Du jamais vu à Tracadie-Sheila!

Vedettes - Du jamais vu à Tracadie-Sheila!

par Frank Fiorito - Journla de Montréal

Dernière mise à jour: 17-11-2006 | 11h14

Le Nouveau-Brunswick connaît une saison touristique plutôt ordinaire. Une exception dans la grisaille : le petit village qui a vu naître Wilfred LeBouthillier, Tracadie-Sheila, est littéralement inondé de fans de l’académicien.

«J’ai jamais vu cela, on reçoit 70 % plus de demandes d’information depuis un mois», dit Gaétanne Comeau du bureau de tourisme de Tracadie-Sheila.

En moyenne, 115 personnes passent au kiosque d’information de madame Comeau chaque jour, un nombre imposant compte tenu du fait que Tracadie-Sheila ne compte que 4 777 âmes. «Ça fait beaucoup de monde pour un si petit village», ironise-t-elle.

Où est Wilfred ?
La première question est évidemment : Où habite Wilfred ? Les touristes veulent aussi voir (et toucher) le bateau de la désormais célèbre famille acadienne.

La grande majorité de ces touristes sont des Québécois.

Et les propriétaires des hôtels et gîtes du village sont ravis, plusieurs d’entre eux affichent complet.

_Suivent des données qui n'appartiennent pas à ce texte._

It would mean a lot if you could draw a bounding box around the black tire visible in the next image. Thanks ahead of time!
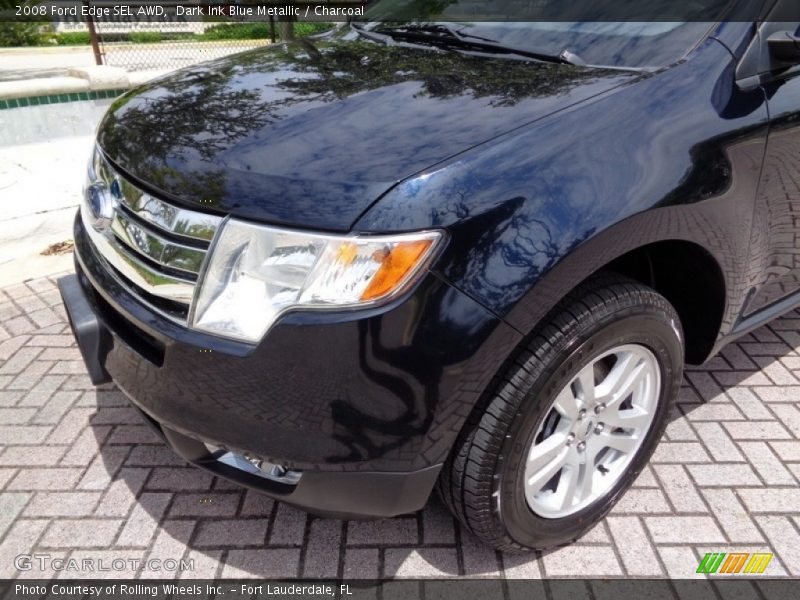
[438,274,683,552]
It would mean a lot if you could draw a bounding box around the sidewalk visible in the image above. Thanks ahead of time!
[0,100,111,287]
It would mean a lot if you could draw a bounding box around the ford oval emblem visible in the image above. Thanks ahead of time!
[86,182,116,231]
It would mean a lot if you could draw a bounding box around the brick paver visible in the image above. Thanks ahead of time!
[0,278,800,578]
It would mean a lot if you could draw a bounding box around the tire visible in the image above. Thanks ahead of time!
[437,274,683,552]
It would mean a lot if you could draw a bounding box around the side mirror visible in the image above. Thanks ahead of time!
[767,31,800,63]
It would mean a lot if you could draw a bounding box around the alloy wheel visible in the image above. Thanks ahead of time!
[524,344,661,519]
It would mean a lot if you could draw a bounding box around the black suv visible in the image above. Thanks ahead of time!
[60,0,800,550]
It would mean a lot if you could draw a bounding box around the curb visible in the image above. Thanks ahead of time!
[0,66,168,110]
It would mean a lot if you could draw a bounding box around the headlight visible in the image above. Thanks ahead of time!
[190,219,441,342]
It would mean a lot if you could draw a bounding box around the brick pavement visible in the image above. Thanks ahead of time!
[0,279,800,578]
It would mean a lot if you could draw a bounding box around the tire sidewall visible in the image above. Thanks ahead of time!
[493,306,683,548]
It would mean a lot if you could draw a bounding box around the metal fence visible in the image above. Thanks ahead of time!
[93,22,276,71]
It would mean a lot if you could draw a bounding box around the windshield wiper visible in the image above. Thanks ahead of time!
[362,24,586,66]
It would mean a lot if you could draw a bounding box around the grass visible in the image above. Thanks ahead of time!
[0,22,333,46]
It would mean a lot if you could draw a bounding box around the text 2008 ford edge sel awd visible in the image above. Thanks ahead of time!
[60,0,800,550]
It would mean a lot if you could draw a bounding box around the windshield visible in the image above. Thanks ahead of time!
[361,0,730,68]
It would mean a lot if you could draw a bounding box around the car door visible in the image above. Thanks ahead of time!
[737,0,800,317]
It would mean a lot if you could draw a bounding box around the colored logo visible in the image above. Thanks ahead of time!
[696,552,772,575]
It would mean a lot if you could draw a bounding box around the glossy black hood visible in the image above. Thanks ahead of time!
[98,32,634,230]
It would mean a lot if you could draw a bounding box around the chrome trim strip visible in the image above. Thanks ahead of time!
[111,211,206,275]
[94,150,222,242]
[81,210,194,309]
[121,188,222,242]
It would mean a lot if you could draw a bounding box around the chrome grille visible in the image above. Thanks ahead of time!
[81,150,222,323]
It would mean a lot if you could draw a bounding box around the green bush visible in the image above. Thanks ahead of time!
[294,21,333,37]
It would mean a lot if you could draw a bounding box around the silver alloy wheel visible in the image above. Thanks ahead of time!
[524,344,661,519]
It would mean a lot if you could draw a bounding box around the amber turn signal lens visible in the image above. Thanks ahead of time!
[361,240,433,300]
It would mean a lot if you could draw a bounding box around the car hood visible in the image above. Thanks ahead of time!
[98,32,635,231]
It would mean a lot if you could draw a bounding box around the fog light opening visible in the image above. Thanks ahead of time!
[206,444,303,485]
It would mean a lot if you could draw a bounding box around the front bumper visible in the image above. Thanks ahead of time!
[59,213,519,516]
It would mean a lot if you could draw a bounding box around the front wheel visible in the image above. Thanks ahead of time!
[439,275,683,551]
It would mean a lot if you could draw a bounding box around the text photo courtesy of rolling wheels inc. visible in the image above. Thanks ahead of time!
[0,0,800,600]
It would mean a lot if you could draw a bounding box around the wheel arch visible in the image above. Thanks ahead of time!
[507,216,732,364]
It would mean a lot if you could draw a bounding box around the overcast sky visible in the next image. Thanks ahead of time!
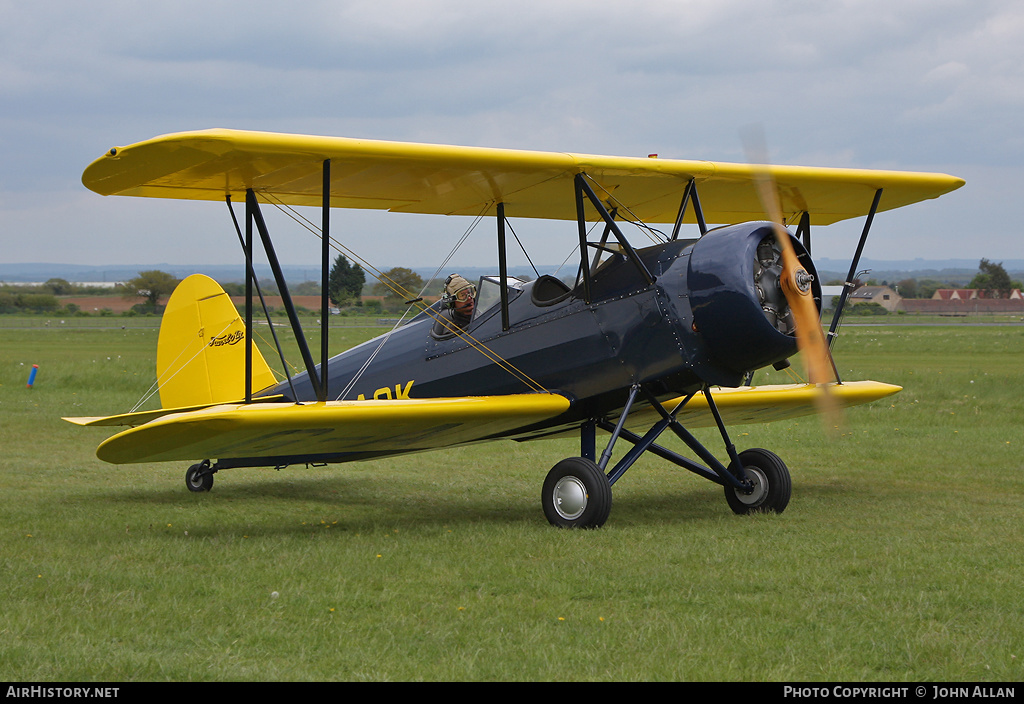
[0,0,1024,274]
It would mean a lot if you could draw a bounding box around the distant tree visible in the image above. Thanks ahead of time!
[968,259,1013,298]
[374,266,423,301]
[43,278,75,296]
[327,254,367,306]
[122,269,178,308]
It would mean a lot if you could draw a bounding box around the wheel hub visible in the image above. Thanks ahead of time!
[551,477,587,521]
[736,467,768,507]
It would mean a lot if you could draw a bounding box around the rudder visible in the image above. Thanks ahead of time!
[157,274,275,408]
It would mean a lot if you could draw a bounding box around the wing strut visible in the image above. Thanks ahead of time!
[246,188,327,401]
[317,159,331,399]
[672,178,708,239]
[573,173,654,303]
[827,188,882,352]
[224,193,295,403]
[498,203,511,331]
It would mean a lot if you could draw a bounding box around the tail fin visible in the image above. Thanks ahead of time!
[157,274,275,408]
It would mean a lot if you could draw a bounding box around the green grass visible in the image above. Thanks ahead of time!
[0,319,1024,681]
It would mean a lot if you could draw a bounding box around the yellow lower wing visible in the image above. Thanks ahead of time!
[83,382,901,465]
[627,381,903,430]
[96,394,569,465]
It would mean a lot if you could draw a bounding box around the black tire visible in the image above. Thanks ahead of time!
[541,457,611,528]
[725,447,793,516]
[185,459,213,491]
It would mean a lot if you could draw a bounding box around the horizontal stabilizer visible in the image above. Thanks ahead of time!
[63,395,285,428]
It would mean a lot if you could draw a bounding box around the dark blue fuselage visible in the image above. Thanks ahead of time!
[261,223,810,425]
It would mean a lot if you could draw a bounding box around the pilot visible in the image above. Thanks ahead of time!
[441,274,476,327]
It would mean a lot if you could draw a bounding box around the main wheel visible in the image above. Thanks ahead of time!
[541,457,611,528]
[725,447,793,515]
[185,459,213,491]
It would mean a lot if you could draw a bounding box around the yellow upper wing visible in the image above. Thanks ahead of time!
[82,130,964,225]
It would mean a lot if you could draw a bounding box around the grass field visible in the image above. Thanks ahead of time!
[0,318,1024,681]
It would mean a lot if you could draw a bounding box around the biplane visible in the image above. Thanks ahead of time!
[68,130,964,527]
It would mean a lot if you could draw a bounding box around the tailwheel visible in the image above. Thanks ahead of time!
[541,457,611,528]
[185,459,214,491]
[725,447,793,515]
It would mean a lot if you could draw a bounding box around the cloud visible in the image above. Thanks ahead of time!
[0,0,1024,264]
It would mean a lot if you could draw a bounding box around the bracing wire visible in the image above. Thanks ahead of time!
[253,192,547,398]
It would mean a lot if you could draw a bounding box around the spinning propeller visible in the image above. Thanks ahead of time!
[745,129,839,417]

C’est le cas notamment au Complexe Les Deux Rivières, où l’on surfe sur la vague de popularité de Wilfred. Les 50 chalets qu’il loue sont presque tous réservés jusqu’à la fin de l’été.

«On a été pris de cours, en neuf semaines nous sommes devenus le village d’une vedette», indique la propriétaire du complexe Rhéaldine Robichaud.

Pas de souvenirs ni de t-shirts
Madame Robichaud aimerait vendre des t-shirts ou des souvenirs de Wilfred mais les Productions J interdisent la vente de matériel promotionnel. «Les touristes le réclament», déplore-t-elle.

Selon le directeur des communications des Productions J, Louis Noël, aucune demande officielle n’a été formulée.

«Ils n’ont qu’à placer une demande et nous discuterons», indique monsieur Noël.

Mais indépendamment de la vente de matériel, on souhaite à Tracadie-Sheila que la Wilfredmania dure plus qu’un été.

«Les gens visitent encore Paquetteville pour d’Édith Butler», souligne Rhéaldine Robichaud.

Des visiteurs jusque dans son lit!
Deux cent soixante-quinze appels par jour, des centaines de visiteurs qui cognent à sa porte : c’est le lot quotidien d’Argentina LeBouthillier, la mère de Wilfred.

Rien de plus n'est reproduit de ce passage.